Vali Souray said her parents sent her to Wings of Faith in 2016 when she was 12. After eight months, she said, she returned to her California home but her parents sent her back five months later. She spent two years at Wings of Faith the second time and got out last year.
Now 17, Souray said girls who were “on discipline” had to wear gray shirts. Those girls, she said, received smaller portions of food each day.
“If you were a gray shirt, all you had was plain food, and peanut butter sandwiches for dinner every night,” she said. “Sometimes, you could hear their stomachs growling, they were so hungry. It was really intense.”
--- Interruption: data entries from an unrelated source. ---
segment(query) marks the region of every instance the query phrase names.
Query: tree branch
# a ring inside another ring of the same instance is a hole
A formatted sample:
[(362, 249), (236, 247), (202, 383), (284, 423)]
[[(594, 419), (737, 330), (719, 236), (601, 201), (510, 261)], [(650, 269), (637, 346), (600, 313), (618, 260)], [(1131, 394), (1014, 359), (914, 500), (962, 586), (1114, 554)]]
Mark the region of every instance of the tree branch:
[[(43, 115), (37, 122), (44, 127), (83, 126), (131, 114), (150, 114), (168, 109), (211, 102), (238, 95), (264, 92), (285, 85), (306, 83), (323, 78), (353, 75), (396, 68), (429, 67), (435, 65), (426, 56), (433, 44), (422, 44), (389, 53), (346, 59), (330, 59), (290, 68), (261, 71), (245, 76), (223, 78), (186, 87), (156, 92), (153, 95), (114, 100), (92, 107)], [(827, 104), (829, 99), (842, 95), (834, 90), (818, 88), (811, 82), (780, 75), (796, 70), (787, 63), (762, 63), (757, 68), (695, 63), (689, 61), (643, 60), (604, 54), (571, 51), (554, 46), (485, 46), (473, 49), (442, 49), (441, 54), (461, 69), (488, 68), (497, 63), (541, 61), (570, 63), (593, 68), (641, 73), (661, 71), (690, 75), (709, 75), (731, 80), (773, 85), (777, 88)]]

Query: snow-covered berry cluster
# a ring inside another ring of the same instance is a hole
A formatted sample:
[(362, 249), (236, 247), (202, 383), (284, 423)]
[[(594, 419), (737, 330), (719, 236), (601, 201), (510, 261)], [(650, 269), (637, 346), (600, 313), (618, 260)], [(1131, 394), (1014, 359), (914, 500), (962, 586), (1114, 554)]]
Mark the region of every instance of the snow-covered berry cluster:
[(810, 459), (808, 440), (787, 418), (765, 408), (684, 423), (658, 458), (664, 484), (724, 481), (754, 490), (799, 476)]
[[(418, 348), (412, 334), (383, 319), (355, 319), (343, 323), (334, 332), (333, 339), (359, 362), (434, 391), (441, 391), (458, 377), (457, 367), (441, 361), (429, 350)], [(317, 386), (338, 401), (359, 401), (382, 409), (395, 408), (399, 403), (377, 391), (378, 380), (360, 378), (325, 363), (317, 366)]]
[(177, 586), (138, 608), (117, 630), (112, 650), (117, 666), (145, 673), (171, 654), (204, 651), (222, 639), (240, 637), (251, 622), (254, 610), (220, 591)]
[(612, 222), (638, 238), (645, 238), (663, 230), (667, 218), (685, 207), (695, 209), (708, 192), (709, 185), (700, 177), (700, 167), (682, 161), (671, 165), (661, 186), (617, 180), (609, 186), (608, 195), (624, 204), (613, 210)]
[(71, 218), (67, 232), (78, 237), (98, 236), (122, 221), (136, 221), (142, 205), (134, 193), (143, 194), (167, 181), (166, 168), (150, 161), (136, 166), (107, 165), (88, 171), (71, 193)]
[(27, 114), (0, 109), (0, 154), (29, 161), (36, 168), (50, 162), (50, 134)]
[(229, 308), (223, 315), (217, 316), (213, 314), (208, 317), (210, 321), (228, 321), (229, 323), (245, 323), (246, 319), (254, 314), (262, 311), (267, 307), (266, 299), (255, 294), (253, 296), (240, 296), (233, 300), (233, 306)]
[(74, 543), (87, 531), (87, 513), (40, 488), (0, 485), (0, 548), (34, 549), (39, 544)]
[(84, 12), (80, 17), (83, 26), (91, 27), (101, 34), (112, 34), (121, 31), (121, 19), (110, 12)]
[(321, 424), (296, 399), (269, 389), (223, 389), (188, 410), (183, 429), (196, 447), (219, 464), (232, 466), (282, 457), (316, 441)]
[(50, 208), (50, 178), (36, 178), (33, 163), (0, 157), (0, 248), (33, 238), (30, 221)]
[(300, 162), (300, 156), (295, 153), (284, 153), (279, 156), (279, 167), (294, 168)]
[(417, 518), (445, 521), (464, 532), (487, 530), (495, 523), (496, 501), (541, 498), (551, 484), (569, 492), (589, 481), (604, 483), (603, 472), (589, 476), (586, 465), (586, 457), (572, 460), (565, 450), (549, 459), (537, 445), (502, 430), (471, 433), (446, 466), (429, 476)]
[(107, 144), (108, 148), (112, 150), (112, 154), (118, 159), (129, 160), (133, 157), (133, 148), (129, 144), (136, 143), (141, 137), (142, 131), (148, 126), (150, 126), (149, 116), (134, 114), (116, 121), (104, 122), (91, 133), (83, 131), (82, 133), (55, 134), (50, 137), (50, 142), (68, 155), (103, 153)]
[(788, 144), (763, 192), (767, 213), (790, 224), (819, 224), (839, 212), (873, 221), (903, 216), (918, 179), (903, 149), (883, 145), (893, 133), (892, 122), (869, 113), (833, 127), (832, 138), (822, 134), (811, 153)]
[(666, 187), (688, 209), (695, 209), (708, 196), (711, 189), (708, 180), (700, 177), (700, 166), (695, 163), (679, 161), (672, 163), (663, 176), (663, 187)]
Souray said the girls had no privacy, from being monitored when they showered and dressed to having their letters screened.
“If there was something they didn’t like, if they thought you were exposing the school, the letter would be ripped up and you would have to write again,” she said.
Callie Braxton, a 15-year-old from Louisiana, left Wings of Faith just before Thanksgiving after spending 15 months at the school.
She said Debbie Martin restrained her about 3½ months after she arrived at Wings of Faith. It happened at Agape Baptist Church, home of Agape Boarding School.
“We were not supposed to look at or talk to the boys,” Braxton said. Shortly before the service started, she said, she was ordered to sit by a staff member after she turned around when some boys called her name.
“I didn’t move, and then Debbie came over and picked me up by my arms,” she said. “She threw me on the floor and sat on me and put my arms all the way up to my head. It hurt so bad.
“And everybody was watching — all these boys, all the staff. And so she finally picks me up and I’m tripping because she’s walking really fast. And she pushes me and I fall on the floor and then she throws my Bible. She’s like, ‘Here.’ It was very humiliating.”
Stories like that sound all too familiar to Groves. Now, like many other former Missouri boarding school students, she’s pushing for a change in state law that will require more regulatory authority over such facilities. Two lawmakers recently proposed identical legislation that would increase oversight by the state.
“The state can’t turn a blind eye anymore,” Groves said. “Children are getting abused physically, mentally and sexually in the name of God. Can you imagine something any more horrible?
“We don’t want other children to have to fight for their sanity like we have.”